Aggregations on high cardinality metrics

41 views

Skip to first unread message

Dimitrije M

unread,

Jul 13, 2020, 1:31:21 PM7/13/20

to Prometheus Users

I have a metric with a large cardinality so when I attempt to do something like this

histogram_quantile(0.99, sum(rate(http_request_duration_bucket[15d])) by (le, slo, job, namespace))

I get the error `query processing would load too many samples into memory in query execution`

What is the appropriate way of dealing with something like this?

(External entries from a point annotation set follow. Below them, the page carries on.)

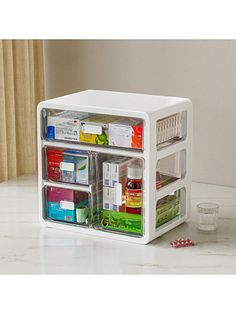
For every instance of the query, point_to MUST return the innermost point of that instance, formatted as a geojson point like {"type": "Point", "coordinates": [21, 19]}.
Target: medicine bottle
{"type": "Point", "coordinates": [134, 189]}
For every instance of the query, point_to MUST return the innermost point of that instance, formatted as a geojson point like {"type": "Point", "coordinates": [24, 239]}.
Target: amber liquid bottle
{"type": "Point", "coordinates": [134, 190]}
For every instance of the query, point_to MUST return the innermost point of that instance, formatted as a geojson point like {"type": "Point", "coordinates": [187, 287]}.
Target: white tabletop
{"type": "Point", "coordinates": [27, 248]}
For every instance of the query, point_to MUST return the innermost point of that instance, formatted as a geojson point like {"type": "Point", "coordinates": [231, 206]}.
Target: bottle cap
{"type": "Point", "coordinates": [134, 172]}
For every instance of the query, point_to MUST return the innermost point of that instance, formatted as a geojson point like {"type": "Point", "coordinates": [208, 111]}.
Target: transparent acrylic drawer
{"type": "Point", "coordinates": [92, 129]}
{"type": "Point", "coordinates": [170, 169]}
{"type": "Point", "coordinates": [169, 207]}
{"type": "Point", "coordinates": [171, 129]}
{"type": "Point", "coordinates": [69, 166]}
{"type": "Point", "coordinates": [121, 194]}
{"type": "Point", "coordinates": [69, 206]}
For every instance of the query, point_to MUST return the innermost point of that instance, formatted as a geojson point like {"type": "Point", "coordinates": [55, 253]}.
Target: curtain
{"type": "Point", "coordinates": [21, 89]}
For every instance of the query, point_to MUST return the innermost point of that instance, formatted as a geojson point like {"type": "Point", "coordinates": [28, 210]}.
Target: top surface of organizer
{"type": "Point", "coordinates": [108, 100]}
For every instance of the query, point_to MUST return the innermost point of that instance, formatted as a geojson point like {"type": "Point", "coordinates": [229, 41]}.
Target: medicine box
{"type": "Point", "coordinates": [62, 203]}
{"type": "Point", "coordinates": [64, 125]}
{"type": "Point", "coordinates": [127, 133]}
{"type": "Point", "coordinates": [94, 130]}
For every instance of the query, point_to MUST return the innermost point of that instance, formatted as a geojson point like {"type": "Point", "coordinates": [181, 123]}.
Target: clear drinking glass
{"type": "Point", "coordinates": [207, 216]}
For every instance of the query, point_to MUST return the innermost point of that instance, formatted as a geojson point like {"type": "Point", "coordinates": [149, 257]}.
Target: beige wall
{"type": "Point", "coordinates": [204, 71]}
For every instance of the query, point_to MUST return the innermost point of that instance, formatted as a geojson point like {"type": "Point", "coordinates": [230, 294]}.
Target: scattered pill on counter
{"type": "Point", "coordinates": [182, 243]}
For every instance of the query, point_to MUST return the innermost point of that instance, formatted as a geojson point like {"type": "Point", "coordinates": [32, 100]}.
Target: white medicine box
{"type": "Point", "coordinates": [115, 165]}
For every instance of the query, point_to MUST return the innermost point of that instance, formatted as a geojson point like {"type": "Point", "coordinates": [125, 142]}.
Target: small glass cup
{"type": "Point", "coordinates": [207, 215]}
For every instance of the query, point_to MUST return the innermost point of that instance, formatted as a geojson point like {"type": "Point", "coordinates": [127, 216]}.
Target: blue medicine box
{"type": "Point", "coordinates": [64, 214]}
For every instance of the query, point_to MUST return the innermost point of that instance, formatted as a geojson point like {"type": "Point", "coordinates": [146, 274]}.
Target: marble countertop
{"type": "Point", "coordinates": [27, 248]}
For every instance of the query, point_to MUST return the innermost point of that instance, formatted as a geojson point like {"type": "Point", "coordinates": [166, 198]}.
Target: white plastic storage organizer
{"type": "Point", "coordinates": [116, 165]}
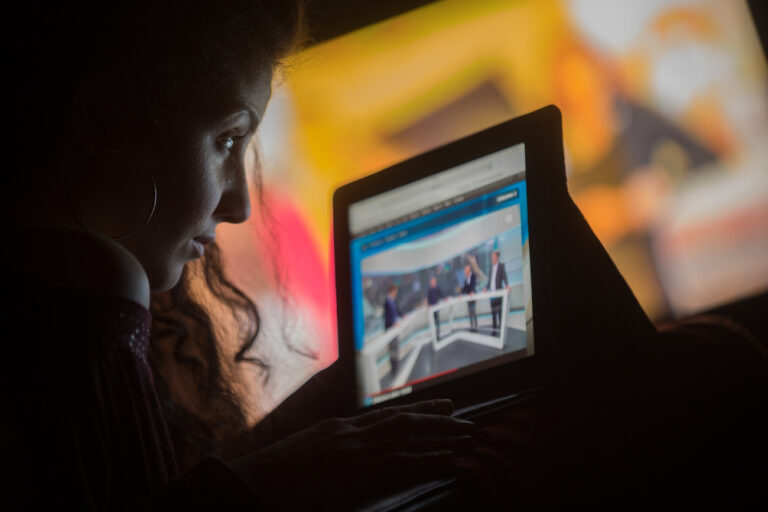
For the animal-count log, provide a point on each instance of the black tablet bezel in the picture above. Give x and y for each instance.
(541, 132)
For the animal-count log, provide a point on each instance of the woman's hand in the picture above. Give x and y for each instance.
(345, 458)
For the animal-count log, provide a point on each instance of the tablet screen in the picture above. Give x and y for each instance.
(441, 284)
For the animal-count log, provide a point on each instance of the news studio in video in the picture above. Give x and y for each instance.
(441, 277)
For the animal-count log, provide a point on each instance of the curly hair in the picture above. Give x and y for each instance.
(157, 57)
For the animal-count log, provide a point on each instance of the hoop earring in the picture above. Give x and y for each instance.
(149, 216)
(86, 184)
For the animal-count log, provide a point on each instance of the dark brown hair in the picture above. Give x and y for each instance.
(156, 58)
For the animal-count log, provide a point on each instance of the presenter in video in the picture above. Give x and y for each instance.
(435, 295)
(498, 281)
(391, 316)
(470, 283)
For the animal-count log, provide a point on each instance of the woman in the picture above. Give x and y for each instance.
(130, 130)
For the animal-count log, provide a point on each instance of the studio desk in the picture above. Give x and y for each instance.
(418, 328)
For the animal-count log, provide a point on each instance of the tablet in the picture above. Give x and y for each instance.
(440, 262)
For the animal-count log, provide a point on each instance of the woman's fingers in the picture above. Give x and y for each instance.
(441, 407)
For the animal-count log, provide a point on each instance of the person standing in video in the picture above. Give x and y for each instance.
(497, 281)
(435, 295)
(470, 284)
(392, 315)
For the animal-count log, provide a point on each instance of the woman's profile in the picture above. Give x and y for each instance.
(130, 126)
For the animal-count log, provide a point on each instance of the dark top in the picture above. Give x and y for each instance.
(434, 295)
(83, 415)
(501, 276)
(469, 286)
(391, 312)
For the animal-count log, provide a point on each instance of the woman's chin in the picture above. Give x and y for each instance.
(164, 281)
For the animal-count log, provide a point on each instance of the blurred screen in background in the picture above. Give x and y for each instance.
(665, 120)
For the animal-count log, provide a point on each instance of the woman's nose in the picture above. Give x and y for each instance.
(235, 204)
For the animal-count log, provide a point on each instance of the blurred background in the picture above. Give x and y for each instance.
(665, 120)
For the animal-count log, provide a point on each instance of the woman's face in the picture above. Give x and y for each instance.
(198, 163)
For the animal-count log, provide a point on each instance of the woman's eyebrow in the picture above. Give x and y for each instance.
(255, 117)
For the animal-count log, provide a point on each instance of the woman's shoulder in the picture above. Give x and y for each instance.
(78, 260)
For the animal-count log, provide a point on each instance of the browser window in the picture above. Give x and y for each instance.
(441, 283)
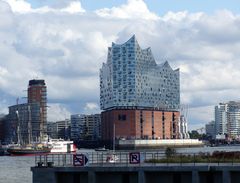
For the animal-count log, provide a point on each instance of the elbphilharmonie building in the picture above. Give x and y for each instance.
(138, 96)
(131, 78)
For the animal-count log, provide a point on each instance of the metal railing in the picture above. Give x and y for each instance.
(145, 159)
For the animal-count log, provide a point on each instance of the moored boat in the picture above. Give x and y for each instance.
(61, 146)
(28, 150)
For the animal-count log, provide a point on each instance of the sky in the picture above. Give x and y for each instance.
(65, 42)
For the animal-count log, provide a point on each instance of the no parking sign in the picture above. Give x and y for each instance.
(134, 157)
(79, 160)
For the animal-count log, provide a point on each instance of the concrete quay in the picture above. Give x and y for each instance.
(144, 173)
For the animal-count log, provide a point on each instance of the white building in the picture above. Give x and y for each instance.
(183, 128)
(210, 129)
(85, 127)
(227, 119)
(221, 118)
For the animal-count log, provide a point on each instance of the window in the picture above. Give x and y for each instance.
(122, 117)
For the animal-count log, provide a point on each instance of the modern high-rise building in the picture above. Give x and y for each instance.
(22, 123)
(140, 99)
(85, 127)
(27, 121)
(37, 94)
(210, 129)
(227, 119)
(221, 118)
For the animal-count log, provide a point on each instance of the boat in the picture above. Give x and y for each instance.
(61, 146)
(28, 150)
(101, 149)
(2, 152)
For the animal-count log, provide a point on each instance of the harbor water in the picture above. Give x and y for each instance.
(16, 169)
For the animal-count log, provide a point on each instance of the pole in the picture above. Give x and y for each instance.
(113, 136)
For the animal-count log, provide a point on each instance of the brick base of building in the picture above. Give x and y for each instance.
(139, 124)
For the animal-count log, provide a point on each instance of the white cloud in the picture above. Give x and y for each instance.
(22, 6)
(133, 9)
(91, 106)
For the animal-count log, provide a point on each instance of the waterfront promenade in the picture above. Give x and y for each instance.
(152, 167)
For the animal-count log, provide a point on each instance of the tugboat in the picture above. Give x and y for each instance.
(28, 150)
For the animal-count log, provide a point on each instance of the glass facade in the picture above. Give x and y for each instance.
(131, 78)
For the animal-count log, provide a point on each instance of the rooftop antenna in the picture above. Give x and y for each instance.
(17, 100)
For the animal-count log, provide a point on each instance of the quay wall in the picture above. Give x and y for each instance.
(138, 174)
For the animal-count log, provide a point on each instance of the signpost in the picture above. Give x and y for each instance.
(134, 158)
(79, 160)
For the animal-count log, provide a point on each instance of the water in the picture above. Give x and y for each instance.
(16, 169)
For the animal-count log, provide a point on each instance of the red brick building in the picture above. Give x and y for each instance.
(139, 124)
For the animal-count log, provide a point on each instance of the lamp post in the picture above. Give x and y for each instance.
(114, 136)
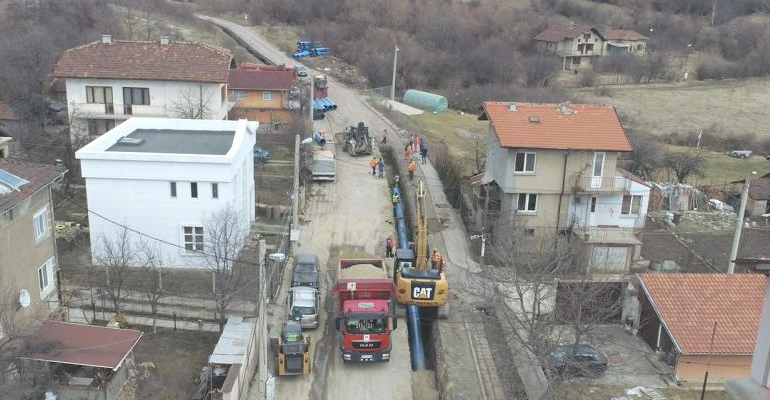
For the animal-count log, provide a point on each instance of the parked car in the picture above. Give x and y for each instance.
(305, 271)
(302, 305)
(581, 360)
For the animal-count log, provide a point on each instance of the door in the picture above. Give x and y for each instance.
(596, 172)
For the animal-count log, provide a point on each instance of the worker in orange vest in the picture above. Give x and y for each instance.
(437, 261)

The label(route) which is causing the high cardinality is not needed for this query, so I attempted to create a recording rule to remove all of the unnecessary labels

{
    expr: 'sum(http_request_duration_bucket) by (le, slo, job, namespace, pod)',
    record: 'http_request_duration_bucket:slo',
}

but the issue with this approach is that I will then be running a "rate" on a "sum" when I try to do the quantile calculation and I have noticed that my alerting rules are slower to react.

Ideally I would "rollup" my aggregations with recording rules, something like

[{
  expr: 'histogram_quantile(0.99, sum(rate(http_request_duration_bucket[1m])) by (le, slo, job, namespace))',
  record: 'http_request_duration:99p:1m'
},
{
  expr: 'histogram_quantile(0.99, http_request_duration:99p:1m[1h])) by (le, slo, job, namespace))',
  record: 'http_request_duration:99p:1h'
},
{
  expr: 'histogram_quantile(0.99, http_request_duration:99p:1h[1d])) by (le, slo, job, namespace))',
  record: 'http_request_duration:99p:1d'
}]

but this produces some funky results.

What is the proper way of calculating averages, quantiles or any other aggregate over a large timeframe? What if I wanted to see the 99th over the course of the year?